その38 牛魔王からの優勝賞品
濃厚過ぎて喉越しはいまいちだったが、味と香りは最高だったな。
右腕は未だに飲んでいるが、構わずに牛女とでも話しておくか。
「この母乳は牛女のか?」
「勿論♪ 女の子は無料で飲み放題♪ 今なら直飲みしても良いわよ♪」
なんたる誘惑だろうか。
同性でありながら心揺れ動いてしまった自分がいた。
きっと、底のない母性を牛女から感じたからだろうな。
それにしても、直飲みが同性にのみ許されているのは、異性が右腕みたいな連中がいるから規制しているんだろうな。

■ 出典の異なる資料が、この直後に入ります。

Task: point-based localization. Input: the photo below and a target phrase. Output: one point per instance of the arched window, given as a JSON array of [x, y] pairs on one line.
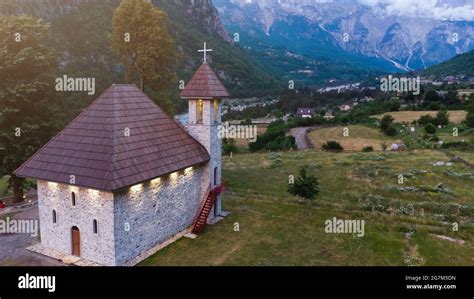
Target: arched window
[[216, 111], [215, 176], [199, 111], [94, 226]]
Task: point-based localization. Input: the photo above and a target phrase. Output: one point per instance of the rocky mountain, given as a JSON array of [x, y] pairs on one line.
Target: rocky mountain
[[201, 13], [80, 29], [460, 65], [407, 35]]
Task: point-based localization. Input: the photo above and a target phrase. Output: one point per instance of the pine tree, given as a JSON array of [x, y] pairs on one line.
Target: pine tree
[[141, 39], [26, 93]]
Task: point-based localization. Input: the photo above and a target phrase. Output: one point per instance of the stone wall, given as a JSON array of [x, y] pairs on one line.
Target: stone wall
[[90, 205], [150, 213], [207, 133]]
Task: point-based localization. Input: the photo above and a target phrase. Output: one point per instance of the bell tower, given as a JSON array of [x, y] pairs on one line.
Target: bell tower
[[204, 94]]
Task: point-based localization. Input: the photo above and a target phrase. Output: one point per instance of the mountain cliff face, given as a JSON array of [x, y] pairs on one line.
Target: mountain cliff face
[[203, 14], [80, 29], [375, 29]]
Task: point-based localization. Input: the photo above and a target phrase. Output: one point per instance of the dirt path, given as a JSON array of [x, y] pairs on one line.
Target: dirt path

「ぷぅふぁ! 相変わらずの中毒性ですね! もう一杯貰いたいです!」
「ダメですよ♪ 男の人は一回だけ♪」
「ふひぃー! 余計に飲みたくなるー!」
「ひたすらにキモいな」
貴様なんぞ、底なし沼で溺れてしまえばいいんだ。
だが、どんな事があろうとも蘇るのがコイツだ、思考するだけ無駄だな。
牛女で気を紛らわして、右腕の事はすぐに忘れよう。
「おい牛女、そもそも闘技場の目的は何なんだ。ただの遊戯なら廃止するぞ」
「ちゃんと訳アリですって、勇者様」
貴様に聞いていないのに、よくもまぁいけしゃあしゃあと居られるな。
「可愛い顔が怖いよ♪」
「ふん! 可愛いのではない、美しいのだ!」
「あらー♪」
牛女は如何にも男受けしそうだからな、真の美しさが分かっていないんだ。
私が直々に美容教室でも開いて、魔の者達の雌を磨くのもありだな。
美しさがあってこそ女は輝く、私の母もよく言っていた言葉だ。
何時思い出してもいい言葉だ。
さて、魔の者改造計画の一つを鮮明に考えられた事だ。
現実に戻って、話でも聞いてやるか。
「で、訳アリってのはなんだ」
「そうでしたそうでした。訳アリ理由ってのが、優勝賞品が牛魔王ちゃんの、生搾り特濃ミルクだからなんです!」
「ほぅ……男共に闘技場という場を与え、飲ませるチャンスも与えてるのか」
「そうよ♪ 私は強い方が好みですし、定期的に搾らないと胸が痛くなっちゃうんです♪」
だからと言って、わざわざ目の前で、乳房をたぷたぷ揺らす必要があるのか?
揺れに合わせて右腕の頭が動いて、凄まじい嫌悪感が体に走ったが、まぁいい。
「要するに、闘技場の連中は変態の集まりなんだな」
「それ、誉め言葉よ♪」
連中も頭がおかしいなら、その頂点に立つ奴もおかしいのか。
もはやここにいる意味もなくなったな、早く次の階層へ向かうか。
「事情は把握した。今後も渾身的に働け」
「はーい♪ そういえば、その頭の角はどうしたの♪」
「これか? 牛頭の兄弟から捥ぎ取った」
「も、捥ぎ取った?」
何やら牛女の空気が一変したぞ……体付きも何だか、グラマーから筋肉質に変わってるぞ。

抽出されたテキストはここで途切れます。